JAKARTA, KOMPAS.com - Mantan Kepala Pusat Pelaporan dan Analisis Transaksi Keuangan (PPATK) Yunus Husein menilai terdapat 3 hal yang harus dilakukan Kementerian Keuangan buat mencegah kasus kepemilikan harta tak wajar, seperti mantan pejabat Direktorat Jenderal Pajak (DJP) Rafael Alun Trisambodo, terulang.
Menurut Yunus, hal pertama yang harus dilakukan adalah membangun integritas petugas pajak dan melindunginya dengan sistem yang baik guna menutup potensi perbuatan menyimpang.

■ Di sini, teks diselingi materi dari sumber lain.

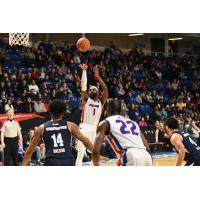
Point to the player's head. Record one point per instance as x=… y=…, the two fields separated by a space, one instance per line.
x=171 y=124
x=57 y=108
x=113 y=107
x=93 y=92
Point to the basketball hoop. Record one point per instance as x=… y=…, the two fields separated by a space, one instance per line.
x=19 y=39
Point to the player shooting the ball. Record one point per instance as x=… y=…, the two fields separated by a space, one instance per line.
x=92 y=104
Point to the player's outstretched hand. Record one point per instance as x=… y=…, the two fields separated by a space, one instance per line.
x=83 y=66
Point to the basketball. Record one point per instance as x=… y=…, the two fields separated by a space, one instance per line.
x=83 y=44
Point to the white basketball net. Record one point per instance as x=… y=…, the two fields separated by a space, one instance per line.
x=19 y=39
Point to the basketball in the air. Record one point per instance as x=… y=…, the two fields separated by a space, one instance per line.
x=83 y=44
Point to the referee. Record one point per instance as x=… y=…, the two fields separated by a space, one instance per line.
x=10 y=137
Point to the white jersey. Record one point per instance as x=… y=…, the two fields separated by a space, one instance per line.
x=124 y=134
x=91 y=112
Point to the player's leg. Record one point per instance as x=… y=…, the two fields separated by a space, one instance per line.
x=138 y=157
x=80 y=147
x=80 y=153
x=7 y=152
x=14 y=151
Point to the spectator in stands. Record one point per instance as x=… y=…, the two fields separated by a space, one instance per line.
x=29 y=105
x=148 y=120
x=142 y=122
x=34 y=74
x=180 y=105
x=39 y=106
x=8 y=106
x=33 y=87
x=45 y=97
x=18 y=106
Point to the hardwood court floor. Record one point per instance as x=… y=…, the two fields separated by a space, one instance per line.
x=163 y=161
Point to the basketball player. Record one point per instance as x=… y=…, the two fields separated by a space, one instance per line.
x=56 y=134
x=186 y=147
x=124 y=136
x=92 y=107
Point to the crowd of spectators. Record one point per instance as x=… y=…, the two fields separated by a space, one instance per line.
x=150 y=87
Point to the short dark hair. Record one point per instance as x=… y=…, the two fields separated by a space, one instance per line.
x=57 y=107
x=114 y=106
x=172 y=123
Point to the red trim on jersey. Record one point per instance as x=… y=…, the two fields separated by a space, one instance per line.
x=82 y=114
x=116 y=149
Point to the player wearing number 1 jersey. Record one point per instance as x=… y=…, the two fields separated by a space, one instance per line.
x=124 y=137
x=56 y=134
x=92 y=108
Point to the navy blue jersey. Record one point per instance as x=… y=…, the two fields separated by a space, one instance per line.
x=192 y=148
x=57 y=139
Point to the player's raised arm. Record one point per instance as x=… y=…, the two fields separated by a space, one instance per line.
x=103 y=85
x=84 y=95
x=101 y=131
x=73 y=128
x=145 y=142
x=176 y=140
x=34 y=142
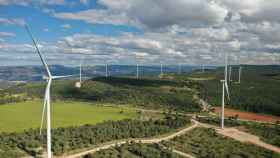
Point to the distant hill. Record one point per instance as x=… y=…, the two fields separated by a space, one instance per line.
x=259 y=90
x=35 y=73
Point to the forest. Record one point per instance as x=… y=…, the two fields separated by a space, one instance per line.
x=206 y=143
x=259 y=90
x=135 y=150
x=269 y=133
x=146 y=92
x=74 y=138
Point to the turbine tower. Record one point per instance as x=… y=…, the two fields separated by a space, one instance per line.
x=179 y=69
x=47 y=97
x=79 y=84
x=239 y=74
x=161 y=69
x=225 y=90
x=106 y=71
x=230 y=72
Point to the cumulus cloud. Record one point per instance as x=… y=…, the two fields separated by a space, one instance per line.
x=6 y=21
x=32 y=2
x=66 y=26
x=178 y=31
x=254 y=10
x=152 y=14
x=7 y=34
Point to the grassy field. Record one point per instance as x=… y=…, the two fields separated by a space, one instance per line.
x=18 y=117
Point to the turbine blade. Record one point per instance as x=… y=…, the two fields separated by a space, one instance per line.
x=38 y=51
x=58 y=77
x=227 y=90
x=43 y=113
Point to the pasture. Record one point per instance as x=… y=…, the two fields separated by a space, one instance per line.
x=18 y=117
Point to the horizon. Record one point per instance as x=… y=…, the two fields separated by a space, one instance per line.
x=103 y=30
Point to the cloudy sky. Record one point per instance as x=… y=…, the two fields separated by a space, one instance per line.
x=145 y=31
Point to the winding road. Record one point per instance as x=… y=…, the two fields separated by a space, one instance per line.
x=144 y=140
x=228 y=132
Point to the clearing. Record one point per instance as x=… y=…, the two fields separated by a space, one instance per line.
x=248 y=115
x=18 y=117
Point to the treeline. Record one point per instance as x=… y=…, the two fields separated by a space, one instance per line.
x=206 y=143
x=6 y=98
x=131 y=150
x=269 y=133
x=152 y=93
x=73 y=138
x=258 y=92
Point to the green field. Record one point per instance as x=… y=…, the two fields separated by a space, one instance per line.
x=22 y=116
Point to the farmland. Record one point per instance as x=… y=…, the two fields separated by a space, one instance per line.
x=206 y=143
x=25 y=115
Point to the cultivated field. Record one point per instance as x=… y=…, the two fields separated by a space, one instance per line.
x=248 y=115
x=18 y=117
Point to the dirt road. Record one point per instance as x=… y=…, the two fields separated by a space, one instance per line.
x=144 y=140
x=241 y=136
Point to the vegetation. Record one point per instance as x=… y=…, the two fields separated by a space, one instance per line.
x=269 y=133
x=258 y=92
x=152 y=93
x=134 y=150
x=206 y=143
x=18 y=117
x=73 y=138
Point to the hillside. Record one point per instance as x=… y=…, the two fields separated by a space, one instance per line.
x=149 y=92
x=258 y=92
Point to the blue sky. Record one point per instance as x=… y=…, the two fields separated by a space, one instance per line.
x=48 y=28
x=141 y=31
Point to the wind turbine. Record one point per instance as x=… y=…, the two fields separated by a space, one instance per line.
x=79 y=84
x=47 y=98
x=179 y=69
x=161 y=69
x=106 y=71
x=225 y=90
x=239 y=74
x=230 y=72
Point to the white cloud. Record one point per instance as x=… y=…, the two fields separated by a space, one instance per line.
x=11 y=21
x=7 y=34
x=152 y=14
x=84 y=2
x=46 y=30
x=32 y=2
x=66 y=26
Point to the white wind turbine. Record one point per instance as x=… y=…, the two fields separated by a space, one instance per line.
x=79 y=84
x=161 y=69
x=47 y=98
x=225 y=90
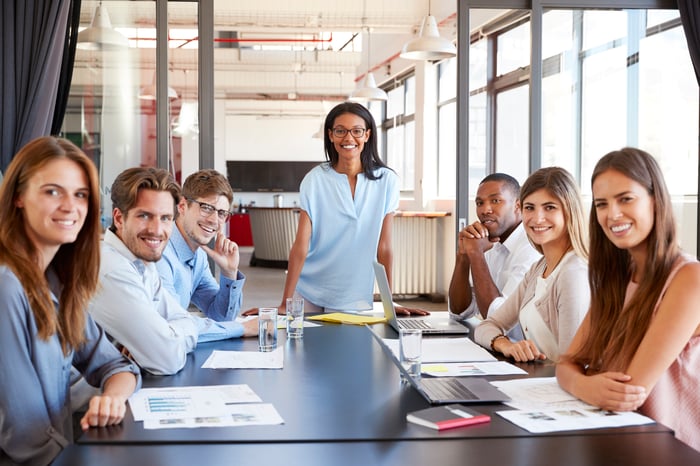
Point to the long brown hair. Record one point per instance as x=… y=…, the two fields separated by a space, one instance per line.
x=617 y=330
x=76 y=264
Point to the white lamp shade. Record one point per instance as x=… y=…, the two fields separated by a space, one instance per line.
x=429 y=45
x=100 y=35
x=369 y=91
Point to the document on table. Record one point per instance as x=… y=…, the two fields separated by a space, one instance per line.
x=188 y=402
x=245 y=359
x=236 y=415
x=446 y=350
x=345 y=318
x=460 y=369
x=542 y=406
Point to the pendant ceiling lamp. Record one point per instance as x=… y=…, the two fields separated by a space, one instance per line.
x=100 y=35
x=369 y=89
x=149 y=92
x=429 y=45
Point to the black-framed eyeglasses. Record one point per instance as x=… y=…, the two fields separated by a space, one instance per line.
x=340 y=132
x=206 y=210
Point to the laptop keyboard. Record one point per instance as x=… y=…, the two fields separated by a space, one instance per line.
x=414 y=323
x=446 y=389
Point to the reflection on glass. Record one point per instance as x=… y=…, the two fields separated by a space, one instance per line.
x=447 y=81
x=513 y=132
x=395 y=103
x=477 y=65
x=558 y=27
x=447 y=150
x=603 y=27
x=668 y=108
x=513 y=49
x=477 y=141
x=410 y=84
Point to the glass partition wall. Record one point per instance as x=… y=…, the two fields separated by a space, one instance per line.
x=123 y=110
x=604 y=79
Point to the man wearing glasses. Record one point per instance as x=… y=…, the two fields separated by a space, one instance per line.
x=184 y=269
x=143 y=318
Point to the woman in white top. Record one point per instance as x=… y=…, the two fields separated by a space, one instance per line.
x=553 y=297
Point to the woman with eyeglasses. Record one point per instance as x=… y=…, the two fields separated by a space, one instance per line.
x=347 y=207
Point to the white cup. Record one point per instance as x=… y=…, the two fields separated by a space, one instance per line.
x=410 y=349
x=267 y=328
x=295 y=318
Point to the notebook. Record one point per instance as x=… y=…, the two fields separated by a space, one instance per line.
x=430 y=325
x=443 y=390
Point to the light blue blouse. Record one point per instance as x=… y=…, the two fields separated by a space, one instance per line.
x=345 y=231
x=35 y=415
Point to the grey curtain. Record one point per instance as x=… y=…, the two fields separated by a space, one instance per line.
x=32 y=35
x=69 y=46
x=690 y=17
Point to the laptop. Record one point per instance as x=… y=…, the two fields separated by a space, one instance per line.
x=444 y=390
x=430 y=325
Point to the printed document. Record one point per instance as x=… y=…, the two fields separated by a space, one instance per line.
x=543 y=406
x=446 y=350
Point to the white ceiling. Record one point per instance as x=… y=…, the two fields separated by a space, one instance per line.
x=318 y=29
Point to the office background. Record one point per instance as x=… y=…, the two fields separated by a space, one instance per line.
x=253 y=81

Yunus menyampaikan, membangun integritas tidak hanya bisa bertumpu kepada kebijakan menaikkan gaji pegawai pajak.
"Integritas ini memang pekerjaan yang berat dan bukan hanya dicukupkan gajinya ya, tidak cukup. Gaji besar orang jadi pencuri juga masih ada, tapi sistem juga dibuat lebih baik," kata Yunus dalam program Ni Luh di Kompas TV, seperti dikutip pada Kamis (9/3/2023).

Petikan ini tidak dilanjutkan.